15:54 09-12-2025
Hyundai’s V2X rollout: V2G in Europe, V2H in the US, pilots in Korea
Hyundai accelerates V2X with V2G and V2H: pilots in Korea, a launch in the Netherlands, and V2H in the US. EV9 and Ioniq 9 lead with bidirectional charging.
Hyundai Motor Group says it is accelerating the global rollout of V2X services—systems that let an electric car serve not only as transport but also as energy storage for a home and even a component of the power grid. In practice, this comes down to two modes: V2G (vehicle-to-grid), when the car can push electricity back into the network, and V2H (vehicle-to-home), when the battery keeps a house running as a backup source.
In Korea, the country’s first V2G pilot is planned for Jeju Island by the end of 2025. The project will involve the Kia EV9 and Hyundai Ioniq 9, aiming to support a region that can be hard to balance because of abundant renewable generation. Participants will be able to charge their EVs when rates are lower and feed power back to the grid during peak hours, helping stabilize the system and potentially trimming overall costs. Jeju’s profile makes it a practical test bed for this kind of service.
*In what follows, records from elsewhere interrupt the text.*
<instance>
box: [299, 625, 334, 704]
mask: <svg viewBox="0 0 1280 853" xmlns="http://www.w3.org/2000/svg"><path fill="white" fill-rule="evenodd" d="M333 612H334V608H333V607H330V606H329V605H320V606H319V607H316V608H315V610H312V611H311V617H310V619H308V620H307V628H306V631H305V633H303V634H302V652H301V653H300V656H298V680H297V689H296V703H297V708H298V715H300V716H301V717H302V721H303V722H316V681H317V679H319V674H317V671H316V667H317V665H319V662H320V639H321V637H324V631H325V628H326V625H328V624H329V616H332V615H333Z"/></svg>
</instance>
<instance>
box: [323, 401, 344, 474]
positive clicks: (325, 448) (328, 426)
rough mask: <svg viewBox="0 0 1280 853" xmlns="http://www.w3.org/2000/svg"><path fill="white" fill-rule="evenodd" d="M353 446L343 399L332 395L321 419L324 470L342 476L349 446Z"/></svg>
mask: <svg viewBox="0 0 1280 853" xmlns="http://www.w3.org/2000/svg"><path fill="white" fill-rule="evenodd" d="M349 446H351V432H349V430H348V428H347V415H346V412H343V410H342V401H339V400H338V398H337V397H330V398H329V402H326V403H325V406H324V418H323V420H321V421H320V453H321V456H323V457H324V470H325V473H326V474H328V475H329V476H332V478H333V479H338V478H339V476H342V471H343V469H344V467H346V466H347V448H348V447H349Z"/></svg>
In Europe, the emphasis is on the Netherlands: there, Hyundai intends to launch a commercial V2G service built on bidirectional charging. Customer sign-ups are planned by the end of 2025, with the service starting on the EV9 and Ioniq 9 and then expanding to other models and countries.
In the United States, Hyundai is preparing V2H—for outages, natural disasters, and the sting of peak pricing. Kia has already rolled out V2H for the EV9, and Hyundai will begin with the Ioniq 9 before widening the list of compatible models.
V2G and V2H might sound like a novelty, yet in practice they are among the few tools that can make owning an EV genuinely more cost-effective—especially where tariffs swing and the grid needs help with balancing. The approach shifts electric cars from pure mobility to active energy assets, and that’s where the value case becomes much clearer.